Pray for us, thou prynce of pes.

Amici Christi, Johannes.

To the now, Crystys der derlyng,
That was a mayd bothe old and Ȝyng,
Myn hert is sett for to syng
Amici Christi, Johannes.
For he was so clene a maye,
On Crystys brest aslepe he laye,
The prevyteys of hevyn ther he saye.
Amici Christi, Johannes.
Qwhen Cryst beforne Pilate was browte,
Hys clene mayd forsoke hym nowte,
To deye with hym was all hys thowte,
Amici Christi, Johannes.
Crystys moder was hym betake,
Won mayd to be anodyris make,
To help that we be nott forsake,
Amici Christi, Johannes.

On 28th December the Holy Innocents, or the children slain by order of Herod, are borne in mind. Naogeorgus says of this day:

Then comes the day that calles to minde the cruell Herode's strife,
Who, seeking Christ to kill, the King of everlasting life,
Destroyde the little infants yong, a beast unmercilesse,
And put to death all such as were of two yeares age or lesse.
To them the sinfull wretchesse crie, and earnestly do pray,
To get them pardon for their faultes, and wipe their sinnes away.
The Parentes, when this day appeares, do beate their children all,
(Though nothing they deserve), and servaunts all to beating fall,
And Monkes do whip eche other well, or else their Prior great,
Or Abbot mad, doth take in hande their breeches all to beat:
In worship of these Innocents, or rather, as we see,
In honour of the cursed King, that did this crueltee.

In the Rev. John Gregorie's pamphlet, Episcopus Puerorum in die Innocentium (1683, p. 113), he says: "It hath been a Custom, and yet is elsewhere, to whip up the Children upon Innocents' day morning, that the memory of this Murther might stick the closer, and, in a moderate proportion, to act over again the cruelty in kind."

By the way, the Boy Bishop went out of office on Innocents' day, and the learned John Gregorie aforesaid tells us all about him. "The Episcopus Choristarum was a Chorister Bishop chosen by his Fellow Children upon St. Nicholas Day.... From this Day till Innocents' Day at night (it lasted longer at the first) the Episcopus Puerorum was to bear the name and hold up the state of a Bishop, answerably habited with a Crosier, or Pastoral Staff, in his hand, and a Mitre upon his head; and such an one, too, some had, as was multis Episcoporum mitris sumptuosior (saith one), very much richer than those of Bishops indeed.

"The rest of his Fellows from the same time being were to take upon them the style and counterfeit of Prebends, yielding to their Bishop no less than Canonical obedience.

"And look what service the very Bishop himself with his Dean and Prebends (had they been to officiate) was to have performed.

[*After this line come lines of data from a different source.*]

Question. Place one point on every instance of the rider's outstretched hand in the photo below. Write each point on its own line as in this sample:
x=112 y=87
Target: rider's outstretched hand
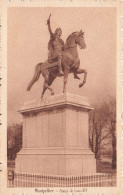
x=48 y=21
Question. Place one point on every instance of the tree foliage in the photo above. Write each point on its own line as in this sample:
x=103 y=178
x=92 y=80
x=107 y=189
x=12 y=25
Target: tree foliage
x=102 y=130
x=14 y=140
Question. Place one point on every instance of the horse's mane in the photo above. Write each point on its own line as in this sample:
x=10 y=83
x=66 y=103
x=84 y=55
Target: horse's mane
x=72 y=34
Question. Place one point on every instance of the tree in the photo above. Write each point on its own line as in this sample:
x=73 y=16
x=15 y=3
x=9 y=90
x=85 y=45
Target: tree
x=14 y=140
x=102 y=133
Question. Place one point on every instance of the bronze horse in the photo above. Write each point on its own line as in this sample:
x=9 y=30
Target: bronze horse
x=70 y=64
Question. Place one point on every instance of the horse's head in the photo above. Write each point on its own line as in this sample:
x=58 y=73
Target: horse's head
x=79 y=39
x=76 y=38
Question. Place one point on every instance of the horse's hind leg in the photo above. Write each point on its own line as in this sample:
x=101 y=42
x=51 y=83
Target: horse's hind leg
x=80 y=71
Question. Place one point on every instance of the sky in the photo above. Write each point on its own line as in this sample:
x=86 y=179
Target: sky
x=27 y=42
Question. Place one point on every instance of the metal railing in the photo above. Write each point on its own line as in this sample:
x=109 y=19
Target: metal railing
x=35 y=180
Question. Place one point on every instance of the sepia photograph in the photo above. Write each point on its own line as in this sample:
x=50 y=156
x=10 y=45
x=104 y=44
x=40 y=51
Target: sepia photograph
x=61 y=97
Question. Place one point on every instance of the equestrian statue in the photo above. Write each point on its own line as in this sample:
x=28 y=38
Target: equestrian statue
x=62 y=59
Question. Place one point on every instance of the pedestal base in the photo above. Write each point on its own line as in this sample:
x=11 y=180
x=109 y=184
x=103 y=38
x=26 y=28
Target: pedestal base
x=56 y=161
x=55 y=137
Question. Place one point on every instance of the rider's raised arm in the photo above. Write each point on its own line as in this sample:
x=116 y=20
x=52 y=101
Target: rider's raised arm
x=50 y=31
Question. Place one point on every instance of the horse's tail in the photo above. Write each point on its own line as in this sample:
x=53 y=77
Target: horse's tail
x=35 y=76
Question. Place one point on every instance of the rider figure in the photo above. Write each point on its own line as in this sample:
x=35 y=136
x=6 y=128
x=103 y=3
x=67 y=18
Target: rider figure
x=55 y=46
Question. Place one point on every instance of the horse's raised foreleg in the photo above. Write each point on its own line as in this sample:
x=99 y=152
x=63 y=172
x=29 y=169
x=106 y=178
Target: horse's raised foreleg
x=66 y=71
x=80 y=71
x=46 y=85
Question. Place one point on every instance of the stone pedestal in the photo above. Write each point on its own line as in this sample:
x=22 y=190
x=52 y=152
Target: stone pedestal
x=55 y=137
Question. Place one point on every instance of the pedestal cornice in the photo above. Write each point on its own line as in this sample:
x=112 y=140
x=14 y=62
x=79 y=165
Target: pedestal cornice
x=57 y=101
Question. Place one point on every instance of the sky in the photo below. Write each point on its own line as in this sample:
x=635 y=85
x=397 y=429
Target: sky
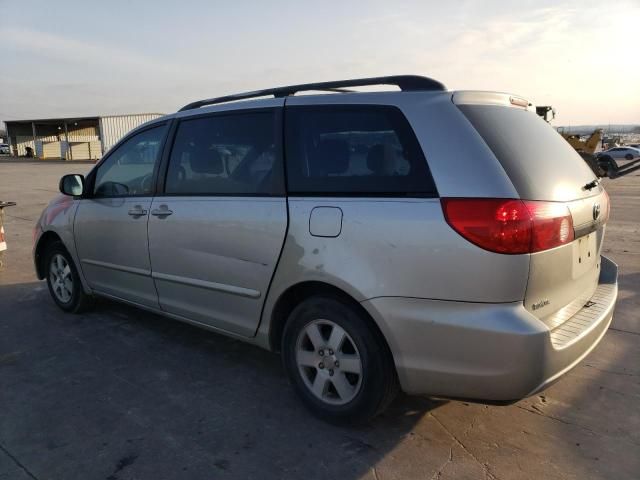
x=90 y=57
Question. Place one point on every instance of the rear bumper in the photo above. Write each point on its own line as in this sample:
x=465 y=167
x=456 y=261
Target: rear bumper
x=495 y=352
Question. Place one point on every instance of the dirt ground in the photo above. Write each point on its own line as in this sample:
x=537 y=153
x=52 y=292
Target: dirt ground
x=118 y=393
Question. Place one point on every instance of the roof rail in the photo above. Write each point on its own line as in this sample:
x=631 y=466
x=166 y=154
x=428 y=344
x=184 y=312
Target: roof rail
x=404 y=82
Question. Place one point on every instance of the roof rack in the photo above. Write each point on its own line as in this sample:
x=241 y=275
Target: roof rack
x=404 y=82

The very same was done by the Chorister Bishop and his Canons upon the Eve and Holiday." Then follows the full ritual of his office, according to the Use of Sarum; and it was provided, "That no man whatsoever, under the pain of Anathema, should interrupt, or press upon these Children at the Procession spoken of before, or in any part of their Service in any ways, but to suffer them quietly to perform and execute what it concerned them to do.